Kepala Desa Tenjolaya, Kecamatan Pasirjambu, Ismawanto Somantri, SH., yang hadir dalam rombongan, mengapresiasi konsep yang Sukawening jalankan. Ia mengaku sengaja datang untuk membandingkan konsep wisata antar desa.
“Saya ingin melihat langsung apa yang berbeda dari Sukawening. Setiap desa punya karakter. Tugas kita menemukan kekuatan masing-masing,” katanya.
Ia juga menyampaikan dukungannya terhadap desa Sukawening. “Kami sama-sama bergerak di akar rumput. Karena itu kegiatan seperti ini membuka ruang untuk saling menguatkan. Kalau satu desa maju, desa lain ikut terdorong,” tuturnya.
Ismawanto sempat membahas perkembangan desa wisata Tenjolaya yang telah mengembangkan icon Salanak Teno. Namun ia mengaku tertarik dengan potensi religi dan adat yang ditawarkan Sukawening. “Kekuatan itu tidak semua desa punya. Saya ingin menggarap potensi serupa di desa kami kalau memang cocok,” ujar Ismawanto.

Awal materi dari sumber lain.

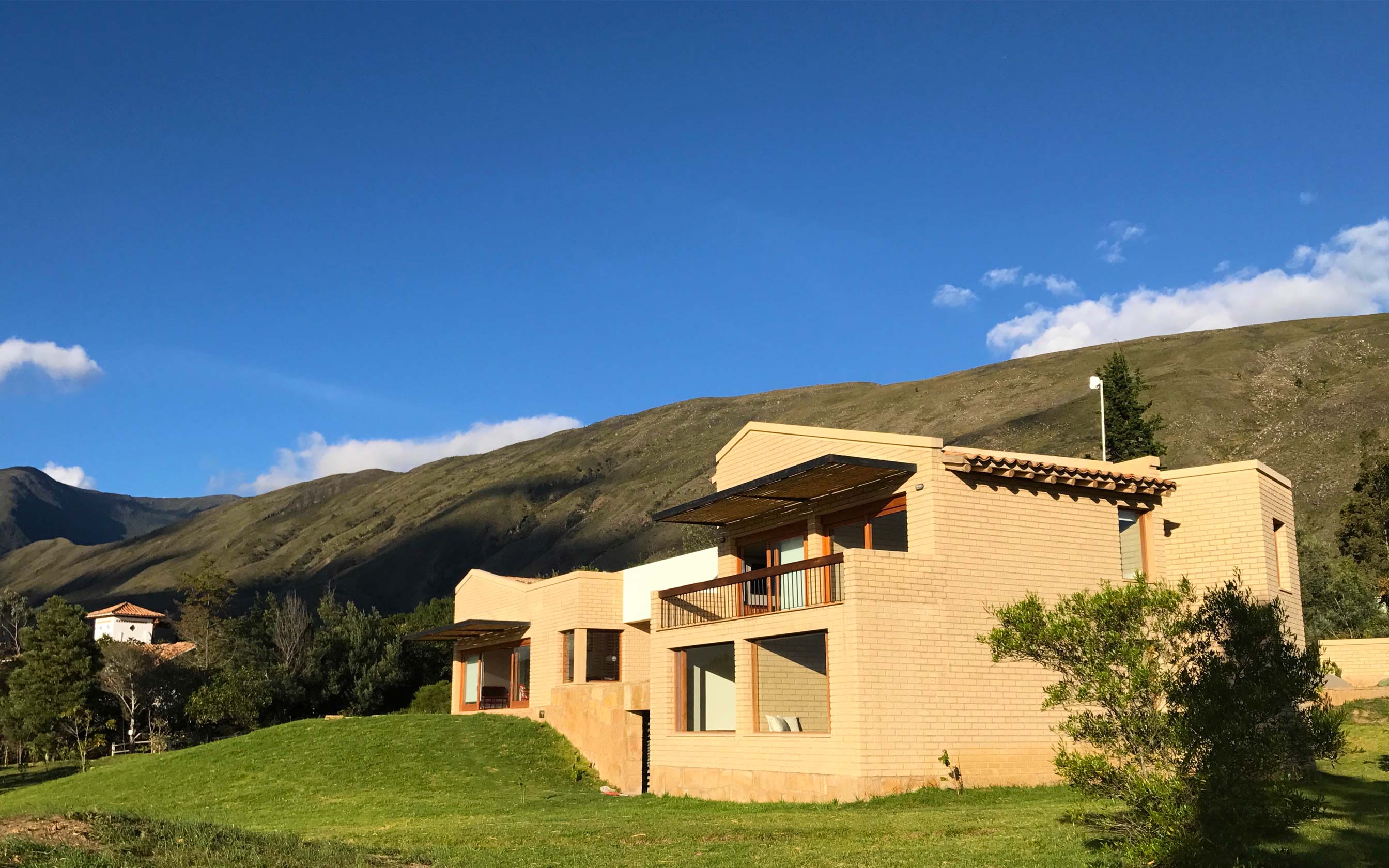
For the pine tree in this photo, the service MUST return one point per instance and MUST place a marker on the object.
(1130, 425)
(56, 681)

Duta Wisata Desa Sukawening, Enok Sopiah, memegang peran penting sebagai pengarah rute. Ia memimpin rombongan melalui jalur Pasuga, Pakalan, Sukamenak, hingga Gampu.

Dengan suara penuh semangat, ia menjelaskan setiap titik yang rombongan kunjungi. “Hari ini kita membawa sekitar lima puluh peserta. Mereka berasal dari desa wisata se-Kabupaten Bandung. Kita ingin semua orang melihat potensi Sukawening secara utuh,” katanya.
Enok beberapa kali mengingatkan peserta mengenai karakter jalur yang mereka lalui. “Kita naik sedikit, jalannya agak licin, tapi pemandangannya bagus,” ujarnya sambil tersenyum. Ia memastikan keseluruhan perjalanan berlangsung aman dan nyaman.
Sepanjang kegiatan, peserta tampak aktif berdialog dengan warga. Mereka menanyakan teknik pertanian, manajemen kunjungan, sampai strategi penjualan produk lokal. Interaksi seperti ini membuat suasana semakin intens. Warga pun tampak menikmati pertanyaan yang datang dari berbagai latar belakang.
Program Rabu Meramu yang digagas Disparekraf tumbuh menjadi ruang kolaborasi yang semakin solid. Setiap desa yang dikunjungi membawa pulang ide baru. Sementara desa tuan rumah memperoleh masukan segar untuk pengembangan selanjutnya.
“Kita ingin semua desa saling menginspirasi. Tidak ada desa besar atau kecil. Semua punya peluang yang sama,” kata Sofiyurahman.
Kabupaten Bandung sendiri menargetkan pertumbuhan desa wisata yang merata di seluruh wilayah. Pemerintah daerah mendorong pengembangan berbasis masyarakat untuk menjaga keberlanjutan. Melalui kunjungan rutin seperti ini, desa-desa wisata mendapatkan cara pandang baru yang langsung bisa mereka terapkan.
Desa Sukawening memanfaatkan momentum ini untuk menegaskan identitasnya sebagai desa yang mengandalkan kearifan lokal. Warga setempat menginginkan wisata yang tidak kehilangan karakter, tidak kehilangan ruh, dan tidak kehilangan kedekatan dengan alam.